The Life of JaWS

A blog by Jason Sansbury

Friday, March 02, 2007

Conflicted about Confirmation...




As I write this, the church I serve at is about 1/3 of the way through its annual Confirmation program. Now, for those of you who aren’t familiar with Confirmation, it is a program designed to help students understand the faith and ultimately make the decision to become an adult member of the congregation. Some would say it is also to help students embrace the decision to be a follower of Christ, though I definitely have my doubts about that aspect.

So here are some of my most random thoughts in regards to Confirmation…

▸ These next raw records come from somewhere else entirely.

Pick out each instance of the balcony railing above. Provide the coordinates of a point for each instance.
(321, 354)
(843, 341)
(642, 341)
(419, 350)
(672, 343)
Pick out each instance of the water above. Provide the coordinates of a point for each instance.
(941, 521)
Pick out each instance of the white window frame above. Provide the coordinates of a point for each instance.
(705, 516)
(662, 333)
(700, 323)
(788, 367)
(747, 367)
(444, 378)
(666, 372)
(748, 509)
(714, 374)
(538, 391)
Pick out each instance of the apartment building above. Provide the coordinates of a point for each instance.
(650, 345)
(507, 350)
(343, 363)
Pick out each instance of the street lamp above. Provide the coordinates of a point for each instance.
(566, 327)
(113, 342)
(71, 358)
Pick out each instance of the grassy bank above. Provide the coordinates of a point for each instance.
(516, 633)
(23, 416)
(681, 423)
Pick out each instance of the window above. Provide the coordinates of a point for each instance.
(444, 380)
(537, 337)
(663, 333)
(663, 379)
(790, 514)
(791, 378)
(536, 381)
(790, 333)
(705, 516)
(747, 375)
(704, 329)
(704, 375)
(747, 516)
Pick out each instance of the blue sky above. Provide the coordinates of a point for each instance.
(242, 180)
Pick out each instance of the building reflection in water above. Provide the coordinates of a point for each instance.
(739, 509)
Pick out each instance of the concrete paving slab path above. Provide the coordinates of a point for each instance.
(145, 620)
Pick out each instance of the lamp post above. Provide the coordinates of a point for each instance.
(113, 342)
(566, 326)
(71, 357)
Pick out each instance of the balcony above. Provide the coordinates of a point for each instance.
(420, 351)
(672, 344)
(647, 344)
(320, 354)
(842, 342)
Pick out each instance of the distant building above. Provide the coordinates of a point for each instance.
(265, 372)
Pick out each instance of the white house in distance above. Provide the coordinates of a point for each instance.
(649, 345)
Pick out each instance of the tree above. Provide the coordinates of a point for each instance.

1. We do it too young. Most churches take on the task of Confirmation in early middle school. So, we are trying hard to teach 11 and 12 year olds some important things (baptism, sacraments, worship) and some less important things (denominational heritage). And I have to say that this approach seems incredibly backwards to me. As it stands now, in a couple weeks I will be teaching the students in Confirmation about the denominational heritage. It is an interesting, fascinating history and one worth knowing; just in my opinion it is worth knowing when you are older and care about these things.
This week, I also taught some high school students (mostly 11th and 12th graders). In the midst of our conversations, they are extremely confused about what we believe and even more importantly, what they believe as individuals. The juxtaposition of the two groups was pretty evident to me. Maybe Confirmation should answer questions when appropriate.

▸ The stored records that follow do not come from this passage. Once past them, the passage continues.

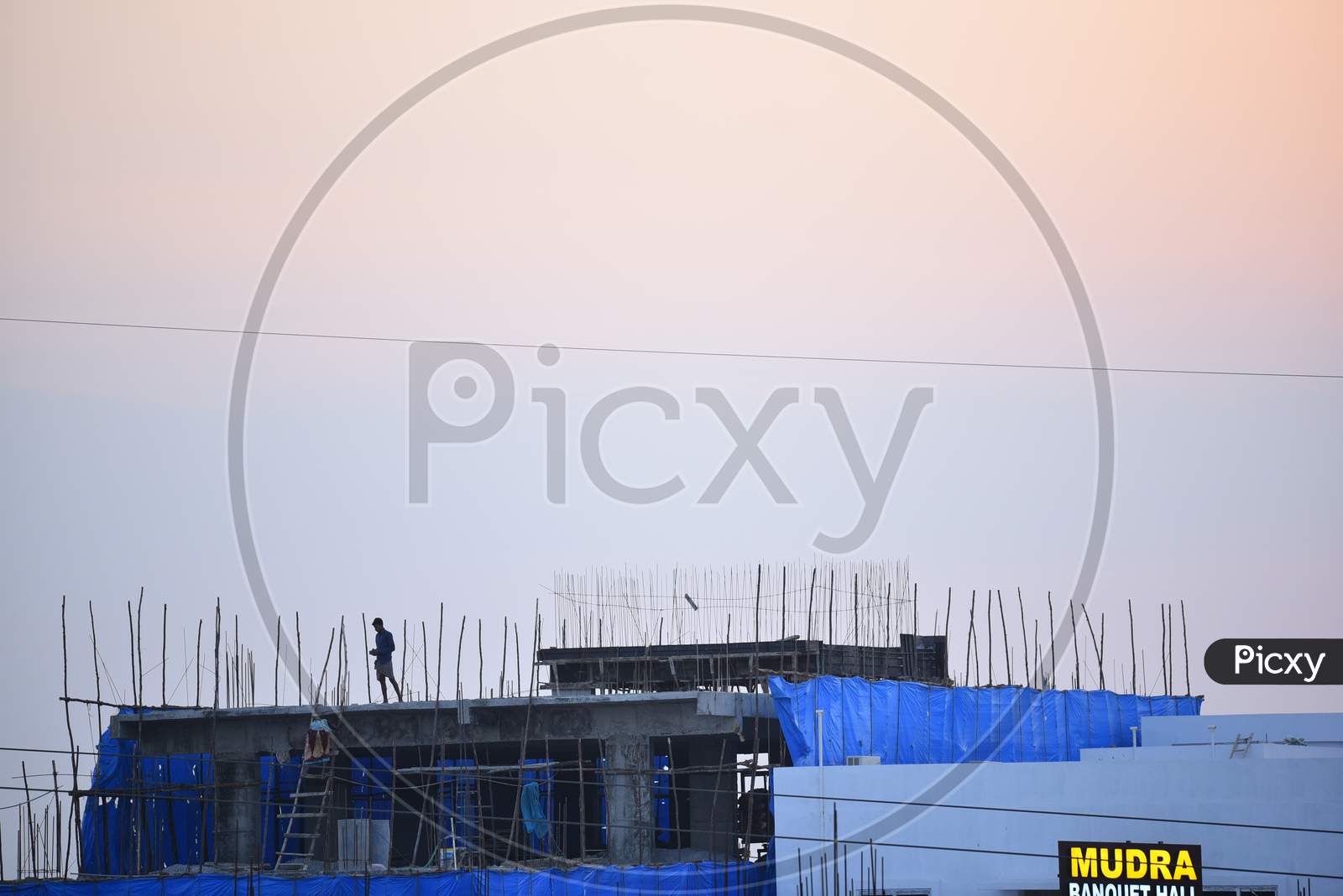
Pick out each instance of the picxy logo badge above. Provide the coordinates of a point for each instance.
(1275, 662)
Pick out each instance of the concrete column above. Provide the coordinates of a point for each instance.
(629, 800)
(238, 809)
(712, 821)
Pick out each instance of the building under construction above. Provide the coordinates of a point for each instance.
(635, 739)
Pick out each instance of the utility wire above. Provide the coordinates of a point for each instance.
(688, 353)
(614, 781)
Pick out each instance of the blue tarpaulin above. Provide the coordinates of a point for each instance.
(684, 879)
(168, 826)
(907, 721)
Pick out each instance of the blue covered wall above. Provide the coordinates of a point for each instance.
(906, 721)
(685, 879)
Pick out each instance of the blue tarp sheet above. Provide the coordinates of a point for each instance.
(907, 721)
(170, 828)
(685, 879)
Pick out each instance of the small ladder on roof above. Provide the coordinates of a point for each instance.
(311, 799)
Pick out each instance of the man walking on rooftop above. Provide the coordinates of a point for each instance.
(383, 662)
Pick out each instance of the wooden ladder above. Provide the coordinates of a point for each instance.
(311, 799)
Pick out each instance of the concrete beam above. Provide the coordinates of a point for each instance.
(281, 730)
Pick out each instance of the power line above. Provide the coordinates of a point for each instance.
(688, 353)
(473, 772)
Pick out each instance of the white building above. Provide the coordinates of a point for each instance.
(1269, 820)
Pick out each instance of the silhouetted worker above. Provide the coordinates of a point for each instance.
(383, 662)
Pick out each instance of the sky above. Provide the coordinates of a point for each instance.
(669, 187)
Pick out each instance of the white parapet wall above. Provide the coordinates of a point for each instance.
(994, 826)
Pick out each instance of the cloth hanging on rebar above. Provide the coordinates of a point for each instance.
(907, 721)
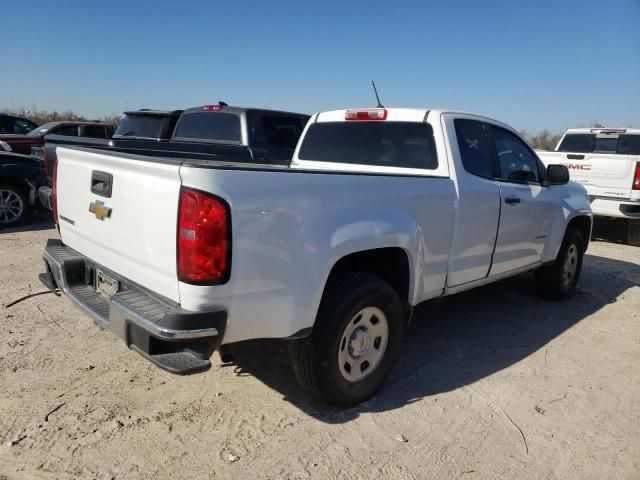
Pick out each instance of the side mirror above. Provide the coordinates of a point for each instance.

2. We treat Confirmation Sunday like graduation. In my current position there are two things we do banquets for: Confirmation Sunday and honoring high school graduates. That isn’t to say that these things aren’t important. But, we have seem to run the ship aground in having kids experience Confirmation as a rite of passage and less as an affirmation of faith.
For example, this week as I drove some of the students from the middle school to the church facilities, several of the regularly involved students were asking some of the less involved students “Why don’t you come to youth or Sunday School?” And the answer was generally “It isn’t important to me. I am doing this Confirmation thing and my mom said she would get off my back.” The structure of Confirmation makes it too easy for us to treat it like a thing to check off and less about a relationship (with Christ and His church) to be entered into.

3. We set the bar too low. Let’s keep it real here- we are asking students whether they want to enter into a relationship that will continue for their entire life, change the course of their life and ground them for the rest of their days. And we do it as a 10 week course. While I am all for the idea that admission into the kingdom of God has been made easy through the love and sacrifice of Jesus, I do think we are maybe giving it more than a little disservice when we place so little importance on it. The process of Confirmation ought to cost us something because following Jesus costs us everything!

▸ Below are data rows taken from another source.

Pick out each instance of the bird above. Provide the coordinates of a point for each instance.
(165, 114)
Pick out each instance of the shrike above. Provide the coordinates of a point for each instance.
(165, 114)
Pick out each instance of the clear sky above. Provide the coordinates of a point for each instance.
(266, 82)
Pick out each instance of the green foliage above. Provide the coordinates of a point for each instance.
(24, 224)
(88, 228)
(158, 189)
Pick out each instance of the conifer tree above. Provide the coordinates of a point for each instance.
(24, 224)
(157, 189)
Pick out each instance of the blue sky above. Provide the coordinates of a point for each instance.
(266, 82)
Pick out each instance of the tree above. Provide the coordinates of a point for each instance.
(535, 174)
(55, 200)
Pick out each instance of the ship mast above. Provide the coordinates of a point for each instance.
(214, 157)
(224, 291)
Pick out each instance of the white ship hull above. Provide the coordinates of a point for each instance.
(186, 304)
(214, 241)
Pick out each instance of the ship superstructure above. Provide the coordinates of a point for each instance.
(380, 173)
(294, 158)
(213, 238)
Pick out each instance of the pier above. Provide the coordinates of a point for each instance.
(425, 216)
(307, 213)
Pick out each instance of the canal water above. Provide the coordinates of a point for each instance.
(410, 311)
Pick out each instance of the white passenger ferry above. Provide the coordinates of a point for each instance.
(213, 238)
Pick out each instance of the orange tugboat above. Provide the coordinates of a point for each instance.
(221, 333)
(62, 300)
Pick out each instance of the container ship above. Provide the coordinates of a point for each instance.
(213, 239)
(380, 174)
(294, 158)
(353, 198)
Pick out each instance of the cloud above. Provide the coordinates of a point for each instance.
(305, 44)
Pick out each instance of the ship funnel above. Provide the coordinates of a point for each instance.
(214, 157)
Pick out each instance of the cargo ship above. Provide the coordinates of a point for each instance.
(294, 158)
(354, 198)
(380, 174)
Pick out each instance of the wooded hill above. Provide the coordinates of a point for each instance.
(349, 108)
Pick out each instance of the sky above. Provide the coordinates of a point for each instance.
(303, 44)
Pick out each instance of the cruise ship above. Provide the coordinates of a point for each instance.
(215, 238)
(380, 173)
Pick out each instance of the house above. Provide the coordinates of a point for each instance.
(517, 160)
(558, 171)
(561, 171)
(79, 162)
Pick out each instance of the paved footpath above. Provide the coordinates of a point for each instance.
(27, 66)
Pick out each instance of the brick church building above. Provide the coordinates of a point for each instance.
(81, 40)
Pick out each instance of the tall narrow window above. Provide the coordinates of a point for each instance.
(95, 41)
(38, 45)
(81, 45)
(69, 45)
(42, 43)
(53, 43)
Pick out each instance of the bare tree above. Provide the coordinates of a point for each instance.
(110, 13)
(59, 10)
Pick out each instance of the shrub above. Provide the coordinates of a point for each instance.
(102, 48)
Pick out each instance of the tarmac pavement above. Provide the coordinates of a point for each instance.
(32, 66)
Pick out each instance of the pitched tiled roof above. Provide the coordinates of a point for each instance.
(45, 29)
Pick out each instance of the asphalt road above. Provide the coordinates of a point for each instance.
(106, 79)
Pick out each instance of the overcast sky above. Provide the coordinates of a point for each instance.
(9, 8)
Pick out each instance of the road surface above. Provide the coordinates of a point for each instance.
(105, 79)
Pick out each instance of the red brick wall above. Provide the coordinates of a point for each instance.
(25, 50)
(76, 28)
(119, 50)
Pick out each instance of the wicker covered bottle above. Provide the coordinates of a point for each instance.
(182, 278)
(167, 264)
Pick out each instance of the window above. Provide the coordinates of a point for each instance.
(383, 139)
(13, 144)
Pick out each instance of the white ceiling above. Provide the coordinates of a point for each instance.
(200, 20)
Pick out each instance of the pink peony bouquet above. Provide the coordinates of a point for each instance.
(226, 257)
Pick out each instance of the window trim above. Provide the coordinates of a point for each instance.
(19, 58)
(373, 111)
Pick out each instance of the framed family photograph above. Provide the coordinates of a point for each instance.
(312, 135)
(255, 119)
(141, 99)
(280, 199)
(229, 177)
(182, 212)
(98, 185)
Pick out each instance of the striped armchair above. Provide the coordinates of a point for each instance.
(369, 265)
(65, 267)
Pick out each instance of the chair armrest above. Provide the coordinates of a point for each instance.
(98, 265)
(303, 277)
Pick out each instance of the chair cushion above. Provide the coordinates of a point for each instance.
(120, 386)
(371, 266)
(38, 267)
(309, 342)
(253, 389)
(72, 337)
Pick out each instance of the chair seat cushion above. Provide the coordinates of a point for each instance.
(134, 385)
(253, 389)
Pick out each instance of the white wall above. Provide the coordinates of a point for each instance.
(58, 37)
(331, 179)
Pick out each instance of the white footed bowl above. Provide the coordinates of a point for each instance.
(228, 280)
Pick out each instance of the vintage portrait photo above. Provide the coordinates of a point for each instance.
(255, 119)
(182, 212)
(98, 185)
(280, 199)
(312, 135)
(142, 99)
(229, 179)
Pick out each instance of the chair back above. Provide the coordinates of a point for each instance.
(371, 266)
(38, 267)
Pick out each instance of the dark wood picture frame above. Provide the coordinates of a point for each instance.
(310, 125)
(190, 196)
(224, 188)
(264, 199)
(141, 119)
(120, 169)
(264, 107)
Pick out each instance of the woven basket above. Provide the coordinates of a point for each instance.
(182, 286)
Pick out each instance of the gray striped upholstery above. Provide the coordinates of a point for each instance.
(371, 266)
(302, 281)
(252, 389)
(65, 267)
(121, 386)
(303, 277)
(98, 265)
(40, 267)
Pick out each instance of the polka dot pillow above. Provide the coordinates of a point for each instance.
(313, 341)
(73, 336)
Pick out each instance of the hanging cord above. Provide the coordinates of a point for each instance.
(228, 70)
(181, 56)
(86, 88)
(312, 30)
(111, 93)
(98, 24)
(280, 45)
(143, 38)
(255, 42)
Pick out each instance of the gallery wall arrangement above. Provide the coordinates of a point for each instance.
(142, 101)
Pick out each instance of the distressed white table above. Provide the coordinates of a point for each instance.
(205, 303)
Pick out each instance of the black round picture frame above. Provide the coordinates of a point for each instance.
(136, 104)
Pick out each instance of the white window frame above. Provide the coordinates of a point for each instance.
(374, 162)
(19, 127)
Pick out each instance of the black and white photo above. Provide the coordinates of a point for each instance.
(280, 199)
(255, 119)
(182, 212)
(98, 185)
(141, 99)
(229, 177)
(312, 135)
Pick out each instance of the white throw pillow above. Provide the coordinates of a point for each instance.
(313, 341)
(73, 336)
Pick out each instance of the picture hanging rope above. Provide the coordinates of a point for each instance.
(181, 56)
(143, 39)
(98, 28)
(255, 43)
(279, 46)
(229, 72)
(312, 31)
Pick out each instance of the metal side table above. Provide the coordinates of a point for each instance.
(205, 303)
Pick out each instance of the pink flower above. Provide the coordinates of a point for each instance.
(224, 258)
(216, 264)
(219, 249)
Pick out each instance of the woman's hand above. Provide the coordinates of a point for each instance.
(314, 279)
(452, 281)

4. We do it as an age based thing. Simply put, we treat it as something everyone is ready for when they are a certain age, which I can’t find contextualized anywhere in scripture. I went through Confirmation as a 16 year old with a bunch of sixth graders. And I am thankful that I did. Because Confirmation helped me answer and deal with some questions I had a young person investigating Christianity. Was it awkward for me? Yes. Was it worth it? Absolutely. (And why aren’t there adult Confirmation classes? If we think the things we teach and share are important in the lives of young people aren’t they important in the lives of adults as well? Seems to me that there should be similar processes.)

5. We ramp up and create “special” items out of things that ought to happen well past Confirmation. For example, at the church I serve right now, there is a Confirmation “mentor” program. Essentially students are asked to find an adult that can mentor them, share with them and help them contextualize their experience. At the same time that this “mentoring” is happening, I am having a tremendously difficult time in finding adults that will do those same things with other students involved in the youth ministry. I feel like we are having a major failure to communicate because after confirmation, students need just as much shepherding, caring adults involved in their lives, if not more. It just doesn’t make a ton of sense to me.

6. We don’t extend Confirmation involvement. If I have done one thing really well with this year’s confirmands, it is that I have used the class to expose them to and encourage them in some things that are happening in the life of the whole church and its youth ministry. In fact, it looks like around half the class will be going on our upcoming middle school retreat. But I have also had parents say things like “She won’t stay involved” or “Their family will go back into the woodwork.” Now, I am the king of the pessimists but can’t be work hard and assume that maybe the Holy Spirit can use something like Confirmation to change people’s hearts? Do we have to assume that the end of it is boys in men’s suits and young ladies in white dresses that return from whence they came? It is disappointing…

So again, my random, thinking out loud writing about what conflicts me about Confirmation.